Inspiring Young Readers

posted on 23 Mar 2020

Anna Gain and the same sixty seconds by Guy Bass

I guess most people will be aware of the premise behind the movie, Groundhog Day where the main character, Phil, played by Bill Murray, is condemned to live the same day over and over again until he learns the lessons of basic decency and humanity.

Anna Gain’s time loop is a little shorter in Guy Bass’ new offering published by Barrington Stoke – she has just sixty seconds. It is, however, no less discombobulating and no less hilarious for Anna than it was for Phil. What Anna has to learn to get her out of this predicament is that life is too short to be ruled by an obsessive concern for the strictures of time.

Schoolgirl Anna lives in a family with an ambivalent attitude to time – her dad, a clockmaker, tells her repeatedly that ‘every second counts’ but her younger brother is always late for everything. As far as Anna is concerned, she is convinced that being late risks missing out on something wonderful and so she is determined to always be one step ahead of time.

All well and good until one morning as she gets ready to catch the bus to school, it all goes wrong and – catastrophe upon catastrophe - things conspire to make her miss her ride. Anna is traumatised by this temporal twist of fate and it launches her into a time loop where she’s forced to live the same minute from front door to bus stop over and over again – and every time she does, something else conspires to prevent her getting on the bus and she’s dragged around the same loop again.

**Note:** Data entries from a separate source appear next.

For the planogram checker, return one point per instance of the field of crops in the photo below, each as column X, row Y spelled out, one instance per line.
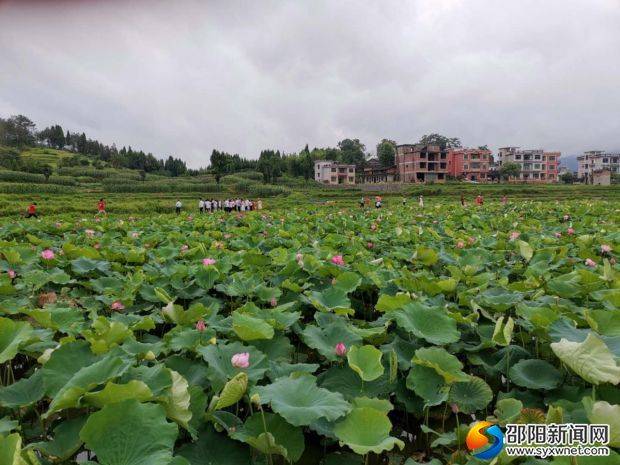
column 312, row 334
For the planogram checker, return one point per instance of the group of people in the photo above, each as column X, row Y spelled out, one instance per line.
column 227, row 205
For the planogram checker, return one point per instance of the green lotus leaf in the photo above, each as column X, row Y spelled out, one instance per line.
column 428, row 384
column 66, row 441
column 590, row 359
column 249, row 328
column 10, row 450
column 7, row 425
column 535, row 374
column 177, row 401
column 130, row 433
column 499, row 299
column 426, row 256
column 348, row 281
column 348, row 383
column 86, row 379
column 300, row 401
column 606, row 414
column 471, row 395
column 502, row 333
column 106, row 334
column 331, row 300
column 507, row 410
column 388, row 303
column 280, row 437
column 525, row 250
column 378, row 404
column 366, row 362
column 24, row 392
column 609, row 297
column 440, row 360
column 324, row 340
column 212, row 448
column 158, row 378
column 113, row 392
column 12, row 335
column 233, row 391
column 366, row 429
column 431, row 324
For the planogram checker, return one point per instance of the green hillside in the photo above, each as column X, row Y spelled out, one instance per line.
column 45, row 155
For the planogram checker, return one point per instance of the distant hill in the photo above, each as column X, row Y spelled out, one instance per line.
column 570, row 161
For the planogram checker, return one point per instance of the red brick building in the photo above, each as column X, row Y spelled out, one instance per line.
column 421, row 163
column 471, row 164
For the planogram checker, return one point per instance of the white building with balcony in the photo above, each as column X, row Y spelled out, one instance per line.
column 333, row 173
column 597, row 160
column 536, row 165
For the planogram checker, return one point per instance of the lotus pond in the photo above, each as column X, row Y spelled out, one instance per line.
column 311, row 335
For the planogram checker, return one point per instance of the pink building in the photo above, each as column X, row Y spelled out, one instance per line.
column 422, row 163
column 471, row 164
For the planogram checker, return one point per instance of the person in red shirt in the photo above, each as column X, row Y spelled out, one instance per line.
column 101, row 206
column 32, row 210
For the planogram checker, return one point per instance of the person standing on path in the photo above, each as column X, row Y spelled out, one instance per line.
column 32, row 210
column 101, row 207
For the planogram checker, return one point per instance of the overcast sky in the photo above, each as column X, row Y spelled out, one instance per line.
column 183, row 77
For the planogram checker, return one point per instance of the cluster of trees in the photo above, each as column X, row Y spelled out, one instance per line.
column 19, row 131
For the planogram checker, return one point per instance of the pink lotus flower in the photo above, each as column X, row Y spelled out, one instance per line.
column 340, row 349
column 47, row 254
column 240, row 360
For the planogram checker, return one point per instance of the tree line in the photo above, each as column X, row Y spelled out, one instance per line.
column 19, row 131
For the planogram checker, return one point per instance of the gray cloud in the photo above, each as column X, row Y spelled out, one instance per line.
column 185, row 77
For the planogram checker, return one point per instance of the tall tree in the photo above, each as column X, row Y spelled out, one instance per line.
column 352, row 152
column 510, row 170
column 442, row 141
column 386, row 152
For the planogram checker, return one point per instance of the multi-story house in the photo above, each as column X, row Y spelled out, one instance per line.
column 536, row 165
column 331, row 172
column 596, row 160
column 471, row 164
column 422, row 163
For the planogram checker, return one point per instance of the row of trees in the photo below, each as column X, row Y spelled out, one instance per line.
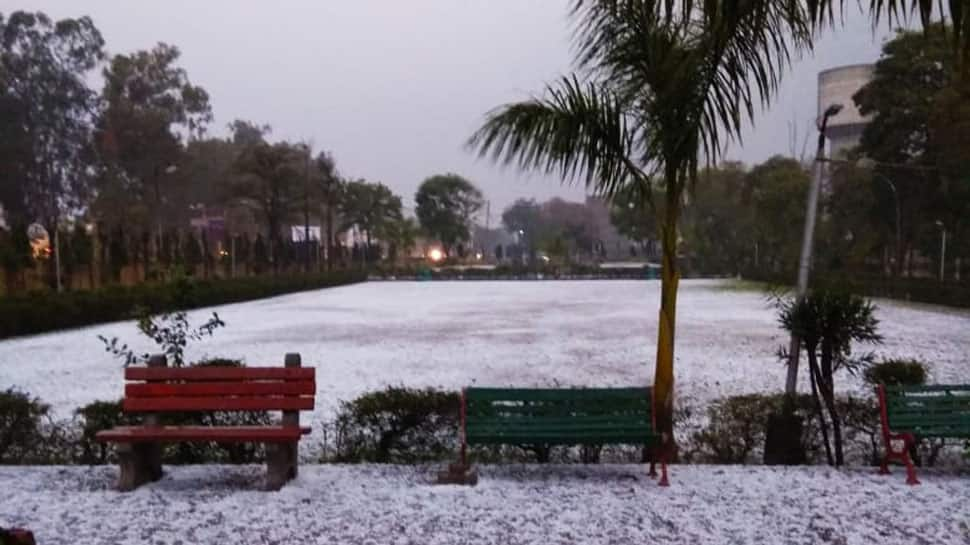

So what’s the lesson Anna has to learn?

“ ‘Every second counts’, she said. At last she understood what her dad meant. Time wasn’t something Anna had to stay ahead of…time was a gift. Every moment was precious because – hopefully – it would never come again.”

Don’t get the wrong idea though – it’s not a heavy message. There is lots of knock about fun to be had here as the central character’s punning name probably tells you  and the range of misfortunes that come along to keep Anna trapped in her minute of time are chaotic and hilarious.

You’ll certainly also like the illustrations by Steve May that are generously lavish full page drawings reproduced in grey and black tones.